It seems that Bermejo-Rubio is essentially correct. But I noticed the following things.
- No case is a really good parallel. The first two cases of Suetonius are the violent excesses of a ruler and the case of Cassius Dio is the private execution of a slave.
- In Cassius Dio's case, the emphasis is on the inscription being carried through the forum; it no longer plays a role at the crucifixion. Cassius Dio seems to suggest that the whole thing is a message from Caepio's father to the Emperor.
- The inscription seems to be something special for Suetonius and Cassius Dio, as if it were rare.
- My impression was correct that the usual translations ("inscription of the charge") of Mark's text are not good. Suetonius and Cassius Dio use the term "inscription -> of the reason -> for his punishment/killing. The last part is missing from Mark, it only says "inscription -> of the reason of him".
- The words of the inscription are mentioned only in the second case. What is mentioned there is the crime (impietās - impiety) as such, not what the householder said.
I'm reluctant to use the Historia Augusta as a source but the life of Alexander Severus has
This is oral not writtrn but the principle is the same.5 There were certain men that he always refused to see alone in the afternoon or, for that matter, in the morning hours, because he found out that they had said many things about him falsely, and chief among them was Verconius Turinus. 6 For Turinus had been treated by him as an intimate friend, and all the while he had sold favours under false pretences, with the result that he brought Alexander's rule into disrepute, for he made the Emperor seem a mere fool whom he, Turinus, had completely in his power and could persuade to do anything; in this way he made all believe that the Emperor did everything at his beck and call. 36 1 He was finally caught, however, by the following trick: A certain man was deputed to present a petition to the Emperor publicly, but secretly to ask Turinus, as it were for protection, namely, that he would privately plead with Alexander in his behalf. 2 All this was done, and Turinus promised him his support and later told him that he had said certain things to the Emperor (whereas in reality he had said nothing at all), and that it now depended on him alone whether or not the request would be granted; he then offered a favourable decision in return for money.
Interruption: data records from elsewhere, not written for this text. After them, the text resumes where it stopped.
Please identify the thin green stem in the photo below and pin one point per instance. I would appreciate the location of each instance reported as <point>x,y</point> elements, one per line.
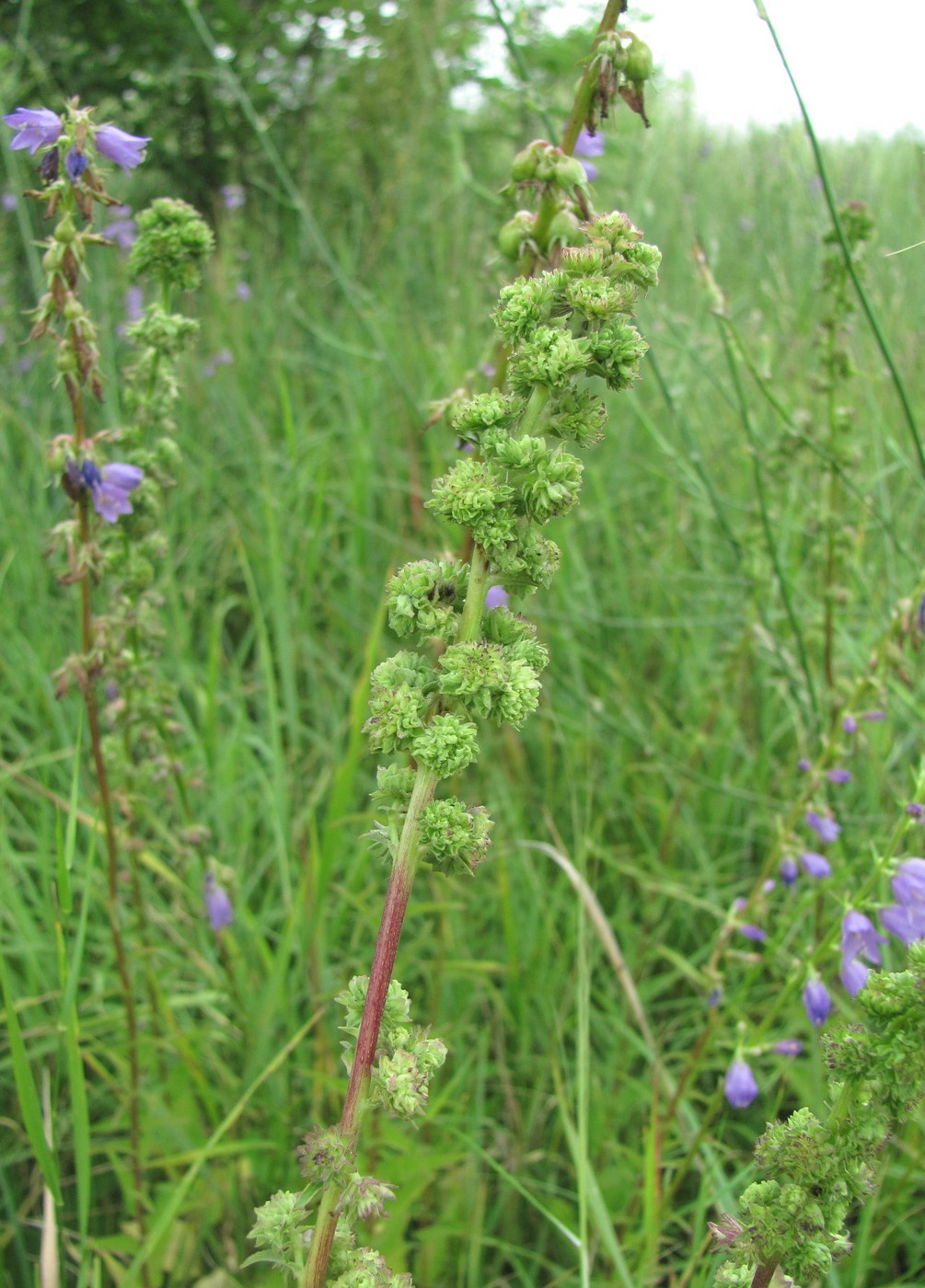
<point>845,248</point>
<point>89,693</point>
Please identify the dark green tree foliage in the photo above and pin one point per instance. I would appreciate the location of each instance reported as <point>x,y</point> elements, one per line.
<point>380,71</point>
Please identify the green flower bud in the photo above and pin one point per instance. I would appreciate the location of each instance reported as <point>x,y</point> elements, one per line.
<point>468,492</point>
<point>527,305</point>
<point>642,264</point>
<point>616,351</point>
<point>528,562</point>
<point>395,785</point>
<point>550,357</point>
<point>570,173</point>
<point>638,67</point>
<point>66,229</point>
<point>447,744</point>
<point>422,598</point>
<point>587,259</point>
<point>405,667</point>
<point>595,298</point>
<point>476,673</point>
<point>551,489</point>
<point>523,167</point>
<point>515,234</point>
<point>521,696</point>
<point>324,1156</point>
<point>454,839</point>
<point>487,411</point>
<point>577,415</point>
<point>364,1200</point>
<point>53,258</point>
<point>397,718</point>
<point>173,240</point>
<point>564,229</point>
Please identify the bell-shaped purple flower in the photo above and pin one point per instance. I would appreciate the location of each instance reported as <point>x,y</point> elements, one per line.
<point>115,144</point>
<point>75,164</point>
<point>817,1002</point>
<point>789,869</point>
<point>111,487</point>
<point>36,128</point>
<point>858,936</point>
<point>815,865</point>
<point>741,1087</point>
<point>825,826</point>
<point>218,904</point>
<point>589,145</point>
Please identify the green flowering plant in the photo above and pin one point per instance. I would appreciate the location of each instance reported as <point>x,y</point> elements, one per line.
<point>111,544</point>
<point>564,328</point>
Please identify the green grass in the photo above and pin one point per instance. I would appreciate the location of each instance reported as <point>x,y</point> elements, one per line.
<point>664,753</point>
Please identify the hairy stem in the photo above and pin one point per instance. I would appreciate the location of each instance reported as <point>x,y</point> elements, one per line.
<point>89,693</point>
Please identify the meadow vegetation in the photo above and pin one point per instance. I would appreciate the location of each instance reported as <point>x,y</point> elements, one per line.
<point>740,588</point>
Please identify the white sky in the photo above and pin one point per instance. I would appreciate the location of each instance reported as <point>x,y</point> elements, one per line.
<point>860,66</point>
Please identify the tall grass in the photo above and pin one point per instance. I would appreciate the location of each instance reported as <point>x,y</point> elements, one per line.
<point>664,753</point>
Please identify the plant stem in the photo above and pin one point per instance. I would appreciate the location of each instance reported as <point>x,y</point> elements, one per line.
<point>380,975</point>
<point>89,693</point>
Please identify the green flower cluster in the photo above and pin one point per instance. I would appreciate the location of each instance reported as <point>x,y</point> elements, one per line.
<point>283,1238</point>
<point>563,328</point>
<point>405,1058</point>
<point>817,1169</point>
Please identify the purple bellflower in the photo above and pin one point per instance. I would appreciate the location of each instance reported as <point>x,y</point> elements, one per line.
<point>906,917</point>
<point>858,936</point>
<point>111,487</point>
<point>825,826</point>
<point>817,1002</point>
<point>35,128</point>
<point>589,145</point>
<point>75,164</point>
<point>789,869</point>
<point>741,1087</point>
<point>218,904</point>
<point>115,144</point>
<point>815,865</point>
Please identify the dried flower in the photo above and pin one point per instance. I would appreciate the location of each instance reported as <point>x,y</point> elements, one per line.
<point>232,195</point>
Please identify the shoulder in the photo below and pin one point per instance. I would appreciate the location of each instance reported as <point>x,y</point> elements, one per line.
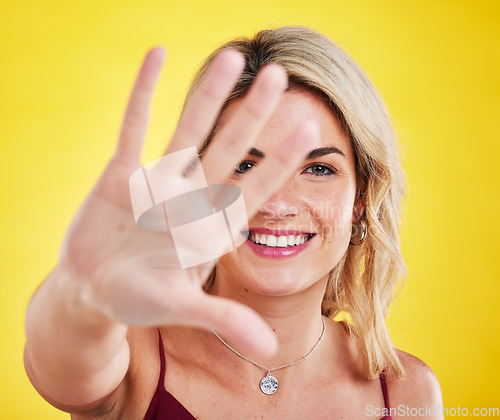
<point>419,390</point>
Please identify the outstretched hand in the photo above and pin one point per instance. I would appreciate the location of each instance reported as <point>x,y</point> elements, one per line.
<point>134,276</point>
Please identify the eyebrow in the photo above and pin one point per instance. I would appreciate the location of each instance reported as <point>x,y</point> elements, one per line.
<point>313,154</point>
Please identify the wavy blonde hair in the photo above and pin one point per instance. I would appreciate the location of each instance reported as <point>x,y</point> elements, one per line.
<point>363,283</point>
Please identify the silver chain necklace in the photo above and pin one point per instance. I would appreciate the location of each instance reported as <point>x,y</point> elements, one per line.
<point>269,384</point>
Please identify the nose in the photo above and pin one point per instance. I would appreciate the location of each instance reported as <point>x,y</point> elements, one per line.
<point>283,204</point>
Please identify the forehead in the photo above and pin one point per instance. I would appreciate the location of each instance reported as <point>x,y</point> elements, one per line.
<point>296,106</point>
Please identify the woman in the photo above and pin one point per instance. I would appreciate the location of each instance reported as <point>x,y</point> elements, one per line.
<point>120,330</point>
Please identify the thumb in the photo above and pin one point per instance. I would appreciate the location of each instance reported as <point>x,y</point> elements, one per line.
<point>236,322</point>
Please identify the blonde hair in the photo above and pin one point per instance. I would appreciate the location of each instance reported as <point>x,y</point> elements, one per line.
<point>362,284</point>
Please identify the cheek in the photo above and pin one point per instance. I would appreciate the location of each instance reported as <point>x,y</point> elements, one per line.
<point>334,212</point>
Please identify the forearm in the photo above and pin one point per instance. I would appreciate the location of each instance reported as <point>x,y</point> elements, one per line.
<point>74,354</point>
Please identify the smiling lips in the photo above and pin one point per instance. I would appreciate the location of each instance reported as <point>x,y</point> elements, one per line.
<point>277,244</point>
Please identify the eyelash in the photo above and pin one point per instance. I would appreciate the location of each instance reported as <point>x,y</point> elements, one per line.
<point>237,169</point>
<point>330,169</point>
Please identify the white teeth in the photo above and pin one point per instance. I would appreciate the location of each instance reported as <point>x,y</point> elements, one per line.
<point>277,241</point>
<point>282,241</point>
<point>271,240</point>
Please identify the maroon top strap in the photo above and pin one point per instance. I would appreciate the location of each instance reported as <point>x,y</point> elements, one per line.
<point>164,405</point>
<point>385,393</point>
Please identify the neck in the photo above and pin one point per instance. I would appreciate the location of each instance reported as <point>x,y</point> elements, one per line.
<point>295,319</point>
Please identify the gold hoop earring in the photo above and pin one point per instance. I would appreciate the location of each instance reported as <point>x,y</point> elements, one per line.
<point>364,233</point>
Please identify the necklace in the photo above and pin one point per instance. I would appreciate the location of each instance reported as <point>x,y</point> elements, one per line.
<point>269,384</point>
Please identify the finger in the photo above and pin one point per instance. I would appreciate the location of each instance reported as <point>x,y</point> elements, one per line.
<point>237,323</point>
<point>239,133</point>
<point>137,114</point>
<point>200,115</point>
<point>275,169</point>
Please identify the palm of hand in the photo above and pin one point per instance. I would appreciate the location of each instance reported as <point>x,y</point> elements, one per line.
<point>134,276</point>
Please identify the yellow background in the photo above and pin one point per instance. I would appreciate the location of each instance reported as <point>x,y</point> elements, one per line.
<point>65,72</point>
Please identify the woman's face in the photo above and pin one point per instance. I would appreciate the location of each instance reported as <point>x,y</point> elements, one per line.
<point>304,229</point>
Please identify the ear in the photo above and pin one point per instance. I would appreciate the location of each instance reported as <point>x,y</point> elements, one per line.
<point>358,210</point>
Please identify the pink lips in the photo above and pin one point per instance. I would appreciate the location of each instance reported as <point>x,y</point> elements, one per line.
<point>277,252</point>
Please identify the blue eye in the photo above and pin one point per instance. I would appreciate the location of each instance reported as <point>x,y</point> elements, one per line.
<point>243,167</point>
<point>320,169</point>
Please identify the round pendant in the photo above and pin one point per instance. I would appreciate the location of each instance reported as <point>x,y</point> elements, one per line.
<point>269,384</point>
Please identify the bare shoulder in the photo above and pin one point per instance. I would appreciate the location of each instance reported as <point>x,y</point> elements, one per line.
<point>419,390</point>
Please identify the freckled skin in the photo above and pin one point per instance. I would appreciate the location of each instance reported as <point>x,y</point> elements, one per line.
<point>312,199</point>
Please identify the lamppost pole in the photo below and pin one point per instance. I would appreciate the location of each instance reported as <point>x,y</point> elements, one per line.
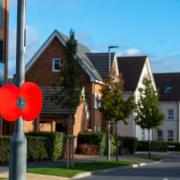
<point>18,155</point>
<point>109,121</point>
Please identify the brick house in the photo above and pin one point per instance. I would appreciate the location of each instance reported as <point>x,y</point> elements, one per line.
<point>133,69</point>
<point>44,69</point>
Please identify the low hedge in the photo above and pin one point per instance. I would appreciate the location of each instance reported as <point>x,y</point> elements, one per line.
<point>86,137</point>
<point>160,146</point>
<point>127,145</point>
<point>173,146</point>
<point>54,143</point>
<point>94,139</point>
<point>40,146</point>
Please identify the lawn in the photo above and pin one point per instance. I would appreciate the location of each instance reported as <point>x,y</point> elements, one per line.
<point>79,168</point>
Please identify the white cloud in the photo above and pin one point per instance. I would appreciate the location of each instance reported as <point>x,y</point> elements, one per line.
<point>132,51</point>
<point>32,40</point>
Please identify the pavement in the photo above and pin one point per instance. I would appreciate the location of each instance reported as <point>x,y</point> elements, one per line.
<point>172,164</point>
<point>168,169</point>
And when Alexander ordered the petitioner to be summoned for a second hearing, Turinus, though apparently occupied in doing something else, signalled to the man by nodding his head, but said nothing to him in the room; then his petition was granted, and Turinus, in return for a favour sold under false pretences, received a huge reward from the successful petitioner. Thereupon Alexander ordered him to be indicted, and when all the charges had been proved by witnesses, of whom some were present and saw what Turinus had received and others heard what he had promised, he issued instructions to bind him to a stake in the Forum Transitorium. Then he ordered a fire of straw and wet logs to be made and had him suffocated by the smoke, and all the while a herald cried aloud, "The seller of smoke is punished by smoke." 3 And in order that it might not be thought that he was too cruel in thus punishing one single offence, he made a careful investigation before sentencing Turinus, and found that when selling a decision in a law-suit he had often taken money from both parties, and that he had also accepted bribes from all who had obtained appointments to commands or provinces.